As support for our argument that we need to use the FC set of all neighborhoods in the Utrecht region in our selection model to construct meaningful correction components for our neighborhood-effects model, we compare the effects of correction terms based on the FC set and the RC set. For comparability, we also use the full set of 203 neighborhoods for the RC set, but we randomize them for each household so that the ordering of neighborhoods is different for each household in the model (compared with the FC models, in which the order of neighborhoods is the same for each individual). Then we use PCA to calculate correction components based on the RC selection model. Although PCA on the correction terms from the FC model yields eight principal components, PCA on the correction terms from the RC models yields 99 principal components with eigenvalues greater than 1. Including the eight correction components based on the FC selection model in the model of neighborhood effects significantly improves the model fit, as reported in the section Estimating Neighborhood Effects on Income With Correction for Neighborhood Selection (R² = .3478; F = 788.06; p < .001). However, inclusion of the 99 correction components based on the RC selection model in the model of neighborhood effects does not lead to a significant improvement of the model (R² = .0518; F = 1.45).
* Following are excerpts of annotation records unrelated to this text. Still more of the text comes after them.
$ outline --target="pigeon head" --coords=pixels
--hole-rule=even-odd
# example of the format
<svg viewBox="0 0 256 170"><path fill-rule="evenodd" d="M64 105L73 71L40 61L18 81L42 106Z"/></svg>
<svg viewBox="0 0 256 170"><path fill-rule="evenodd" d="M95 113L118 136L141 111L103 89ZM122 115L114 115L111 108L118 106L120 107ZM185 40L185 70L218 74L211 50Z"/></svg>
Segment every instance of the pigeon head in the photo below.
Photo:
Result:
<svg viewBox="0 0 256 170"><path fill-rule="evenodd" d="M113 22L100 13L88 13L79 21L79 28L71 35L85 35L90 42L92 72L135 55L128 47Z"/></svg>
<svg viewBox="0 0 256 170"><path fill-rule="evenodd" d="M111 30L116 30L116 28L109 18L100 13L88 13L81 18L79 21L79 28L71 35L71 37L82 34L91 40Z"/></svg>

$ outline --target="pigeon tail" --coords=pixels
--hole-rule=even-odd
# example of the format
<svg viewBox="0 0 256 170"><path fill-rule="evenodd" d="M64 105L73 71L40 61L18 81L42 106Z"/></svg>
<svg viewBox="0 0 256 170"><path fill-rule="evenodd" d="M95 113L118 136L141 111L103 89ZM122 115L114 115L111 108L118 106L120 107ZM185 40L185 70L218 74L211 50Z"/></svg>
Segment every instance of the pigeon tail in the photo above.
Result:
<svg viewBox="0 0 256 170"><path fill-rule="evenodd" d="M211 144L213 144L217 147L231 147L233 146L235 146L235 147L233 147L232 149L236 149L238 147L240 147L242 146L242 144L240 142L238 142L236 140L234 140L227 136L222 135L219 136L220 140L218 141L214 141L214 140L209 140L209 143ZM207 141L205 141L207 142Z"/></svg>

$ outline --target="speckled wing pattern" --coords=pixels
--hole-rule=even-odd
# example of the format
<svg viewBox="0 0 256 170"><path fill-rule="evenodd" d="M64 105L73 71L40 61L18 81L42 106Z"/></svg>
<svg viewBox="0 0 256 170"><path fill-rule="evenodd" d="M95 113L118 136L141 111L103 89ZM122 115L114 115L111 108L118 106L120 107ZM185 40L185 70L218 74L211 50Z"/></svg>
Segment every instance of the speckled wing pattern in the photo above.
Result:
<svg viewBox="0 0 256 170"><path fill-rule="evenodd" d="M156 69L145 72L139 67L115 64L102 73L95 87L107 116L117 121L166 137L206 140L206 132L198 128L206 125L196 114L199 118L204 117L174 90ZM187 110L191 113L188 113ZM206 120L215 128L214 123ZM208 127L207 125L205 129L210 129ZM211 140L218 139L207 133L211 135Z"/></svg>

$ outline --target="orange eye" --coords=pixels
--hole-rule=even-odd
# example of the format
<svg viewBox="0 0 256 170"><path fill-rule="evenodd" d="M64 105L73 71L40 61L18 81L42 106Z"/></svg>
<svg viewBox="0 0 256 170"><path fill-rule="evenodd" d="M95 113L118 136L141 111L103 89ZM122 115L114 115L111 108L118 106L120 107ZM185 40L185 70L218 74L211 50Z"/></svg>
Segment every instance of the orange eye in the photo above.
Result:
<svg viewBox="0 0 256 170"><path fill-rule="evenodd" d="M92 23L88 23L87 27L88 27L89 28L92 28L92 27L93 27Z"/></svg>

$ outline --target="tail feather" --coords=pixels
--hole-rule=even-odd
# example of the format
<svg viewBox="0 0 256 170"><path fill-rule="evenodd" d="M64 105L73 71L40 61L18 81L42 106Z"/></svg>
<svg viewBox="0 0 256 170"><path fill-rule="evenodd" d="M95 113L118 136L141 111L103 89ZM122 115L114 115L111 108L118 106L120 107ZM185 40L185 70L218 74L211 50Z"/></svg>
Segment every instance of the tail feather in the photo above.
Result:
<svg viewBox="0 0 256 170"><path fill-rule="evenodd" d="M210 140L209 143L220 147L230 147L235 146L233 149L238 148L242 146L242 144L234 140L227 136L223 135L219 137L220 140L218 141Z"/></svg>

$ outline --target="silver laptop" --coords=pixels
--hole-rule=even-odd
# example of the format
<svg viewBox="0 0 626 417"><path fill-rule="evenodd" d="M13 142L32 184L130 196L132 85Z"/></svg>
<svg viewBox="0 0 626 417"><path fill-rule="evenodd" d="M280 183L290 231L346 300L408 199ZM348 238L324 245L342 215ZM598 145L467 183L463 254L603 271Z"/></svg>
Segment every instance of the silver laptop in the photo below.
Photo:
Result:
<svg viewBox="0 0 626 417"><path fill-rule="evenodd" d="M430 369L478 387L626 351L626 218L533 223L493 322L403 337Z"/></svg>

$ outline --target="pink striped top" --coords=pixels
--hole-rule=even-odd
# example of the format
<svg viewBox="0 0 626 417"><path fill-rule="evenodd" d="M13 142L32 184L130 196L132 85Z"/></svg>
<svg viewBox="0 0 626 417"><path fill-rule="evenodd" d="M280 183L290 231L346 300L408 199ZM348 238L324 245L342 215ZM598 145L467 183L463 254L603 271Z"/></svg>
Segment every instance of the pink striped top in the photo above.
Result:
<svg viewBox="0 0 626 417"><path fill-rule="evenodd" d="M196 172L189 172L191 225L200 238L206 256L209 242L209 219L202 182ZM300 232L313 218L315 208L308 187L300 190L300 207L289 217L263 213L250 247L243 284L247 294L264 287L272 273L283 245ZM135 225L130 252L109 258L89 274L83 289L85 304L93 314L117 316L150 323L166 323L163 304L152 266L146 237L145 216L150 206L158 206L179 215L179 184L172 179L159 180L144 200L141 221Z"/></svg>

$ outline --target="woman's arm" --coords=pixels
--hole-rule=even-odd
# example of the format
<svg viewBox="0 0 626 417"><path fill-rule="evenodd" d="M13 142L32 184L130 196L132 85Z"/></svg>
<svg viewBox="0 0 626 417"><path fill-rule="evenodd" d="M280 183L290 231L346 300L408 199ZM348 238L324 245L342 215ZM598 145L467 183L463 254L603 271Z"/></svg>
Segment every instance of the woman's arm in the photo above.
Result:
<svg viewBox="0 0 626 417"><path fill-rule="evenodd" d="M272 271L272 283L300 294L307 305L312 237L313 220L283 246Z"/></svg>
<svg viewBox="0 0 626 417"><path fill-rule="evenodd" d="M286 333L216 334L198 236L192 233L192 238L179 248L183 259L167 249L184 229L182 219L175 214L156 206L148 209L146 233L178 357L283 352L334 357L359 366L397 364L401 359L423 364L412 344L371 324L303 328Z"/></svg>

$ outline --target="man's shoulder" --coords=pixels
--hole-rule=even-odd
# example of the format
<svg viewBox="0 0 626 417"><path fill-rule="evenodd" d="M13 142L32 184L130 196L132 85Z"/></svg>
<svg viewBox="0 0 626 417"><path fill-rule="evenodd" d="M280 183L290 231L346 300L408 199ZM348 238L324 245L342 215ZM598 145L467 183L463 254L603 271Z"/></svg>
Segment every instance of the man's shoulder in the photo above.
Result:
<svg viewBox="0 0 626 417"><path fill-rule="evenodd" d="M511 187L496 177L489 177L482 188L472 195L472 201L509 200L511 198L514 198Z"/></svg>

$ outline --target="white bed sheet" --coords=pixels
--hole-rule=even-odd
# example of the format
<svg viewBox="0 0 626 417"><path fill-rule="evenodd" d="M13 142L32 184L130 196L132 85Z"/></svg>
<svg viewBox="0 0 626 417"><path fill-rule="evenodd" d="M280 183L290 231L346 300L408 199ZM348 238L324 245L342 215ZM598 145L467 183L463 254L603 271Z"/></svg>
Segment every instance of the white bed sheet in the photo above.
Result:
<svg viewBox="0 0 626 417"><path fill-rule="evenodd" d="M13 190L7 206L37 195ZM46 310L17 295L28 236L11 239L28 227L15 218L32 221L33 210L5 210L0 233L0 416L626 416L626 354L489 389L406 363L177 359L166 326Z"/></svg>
Although including the correction components of the selection model based on the FC set leads to much smaller neighborhood effects on individual income, the 99 correction components of the RC selection model barely change the size of the neighborhood effects. We therefore argue that the likelihood of selecting into a random neighborhood is not an effective control for neighborhood selection, and therefore correction components based on the FC set should be used.